Exercise during pregnancy is okay and here is how to go about it
Pregnancy is a vulnerable time for most women. However, this should not be an excuse to be inactive or what some refer to as a “couch potato.”
Experts advise that there are many ways in which pregnant women can avoid a sedentary lifestyle during pregnancy. Each trimester requires different types of exercises which are good for both the health of the mother and the child.

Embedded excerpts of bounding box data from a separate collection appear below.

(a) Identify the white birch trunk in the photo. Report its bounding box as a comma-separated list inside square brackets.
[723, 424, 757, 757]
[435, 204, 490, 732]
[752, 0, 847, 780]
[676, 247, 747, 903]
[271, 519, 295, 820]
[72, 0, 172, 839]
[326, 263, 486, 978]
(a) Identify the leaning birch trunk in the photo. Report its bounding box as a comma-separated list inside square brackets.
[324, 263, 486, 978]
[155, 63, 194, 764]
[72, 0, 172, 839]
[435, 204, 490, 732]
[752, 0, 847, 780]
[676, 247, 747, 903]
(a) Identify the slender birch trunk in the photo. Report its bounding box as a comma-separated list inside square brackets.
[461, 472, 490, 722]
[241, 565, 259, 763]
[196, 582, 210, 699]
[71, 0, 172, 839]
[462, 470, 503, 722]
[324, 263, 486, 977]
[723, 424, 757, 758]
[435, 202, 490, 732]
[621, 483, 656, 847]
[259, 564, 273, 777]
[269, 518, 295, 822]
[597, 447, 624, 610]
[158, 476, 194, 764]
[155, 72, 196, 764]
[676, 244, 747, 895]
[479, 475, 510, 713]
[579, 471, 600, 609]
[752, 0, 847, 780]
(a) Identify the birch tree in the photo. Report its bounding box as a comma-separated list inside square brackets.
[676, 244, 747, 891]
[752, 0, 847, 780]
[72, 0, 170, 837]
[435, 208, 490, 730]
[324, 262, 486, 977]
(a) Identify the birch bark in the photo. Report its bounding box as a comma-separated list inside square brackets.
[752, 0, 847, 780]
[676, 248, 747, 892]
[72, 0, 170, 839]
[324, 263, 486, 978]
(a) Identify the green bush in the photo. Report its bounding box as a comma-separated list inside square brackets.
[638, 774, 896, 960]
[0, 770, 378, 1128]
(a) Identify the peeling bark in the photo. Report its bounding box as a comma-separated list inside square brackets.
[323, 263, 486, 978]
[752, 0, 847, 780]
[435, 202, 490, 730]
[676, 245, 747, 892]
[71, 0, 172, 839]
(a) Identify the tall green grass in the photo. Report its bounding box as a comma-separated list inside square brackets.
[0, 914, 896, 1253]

Some of the benefits of exercise during pregnancy include prevention of gestational diabetes, reduction in backaches and swelling, improvement of mood and posture, muscle toning, endurance and even helping one sleep better.
According to Dr Chance Nabankema, a professional physiotherapist at Nerves and Bones Rehabilitation Centre, exercises for pregnant women are subdivided into three for the different trimesters of pregnancy.
“In the first trimester, normally because of hormonal imbalances and instability, we normally recommend simple exercises like walking. However, during the second trimester, when the pregnancy is a bit more stable, you can move on to jogging, cycling and some particular bed exercises,” she says.
During this period, cardio-respiratory exercises that increase the heart rate are also recommended as they strengthen the heart and lungs.
“Exercises that strengthen the lower body muscles are normally recommended during the third trimester because they defend the baby. These exercises may include stretching exercises which also make delivery easier,” Dr Nabankema says.
All these exercises don’t affect the baby as long as they are done in moderation and with professional advice. Also, women with medical issues such as diabetes, asthma, heart diseases are usually advised to avoid exercise unless recommended by a health worker after assessing their situation. Women with pregnancy-related complications such as bleeding or spotting, recurrent miscarriages and low placenta among others are discouraged from indulging in exercises during pregnancy.
Dr Nabankema says for some women who experience backpain, this comes about as a result of the changes happening in the body because one has to accommodate the extra weight and such cases are handled individually varying from person to person.
She advises women in such cases to seek help from a qualified physiotherapist to diagnose the issue and treat it accordingly.
Women are also advised to never to exercise to the point of exhaustion and avoid exercises where falling or contact are likely such as horseback riding, football, and basketball among others.
When it comes to post-pregnancy exercise, Dr Nabankema says it is important to let the body recover from the cycle of pregnancy and delivery.
“Sometimes women rush into exercising after giving birth and end up getting complications because the body is still very weak and needs to first recover,” she says.
“Women who have undergone a C-section are also supposed to exercise, although their recommended exercises are different from those done by others because we look at the wound and the muscles that have been cut,” she adds. In this case, static exercises which don’t involve muscle movement are recommended.
With regards to getting back in shape after giving birth, Dr Nabankema says it depends on how long after delivery one starts to exercise and the amount of weight one wants to lose.
She advises that within the first 24 hours, one may do simple muscle tightening exercises in order to bring the pelvic bones back in shape while they are still tender and have enlarged during delivery.
As time goes by, the intensity of the exercises also increases as one gets stronger after delivery. The exercises range from low intensity through to moderate and high intensity exercises. High intensity exercises may come in after six months depending on one’s recovery after giving birth and any complications experienced.
“After assessment, we advise on a treatment plan so it may be hard to generalize a plan for every single woman,” she adds.
For those who had no complications during pregnancy, exercise routine may even begin a few days after giving birth or when one feels ready. One may start with simple walking exercises and pelvic floor exercises and progress to more vigorous ones like swimming, jogging and cycling.
Staying active can boost energy levels, promote weight loss, improve cardiovascular fitness and reduce postpartum depression among other benefits.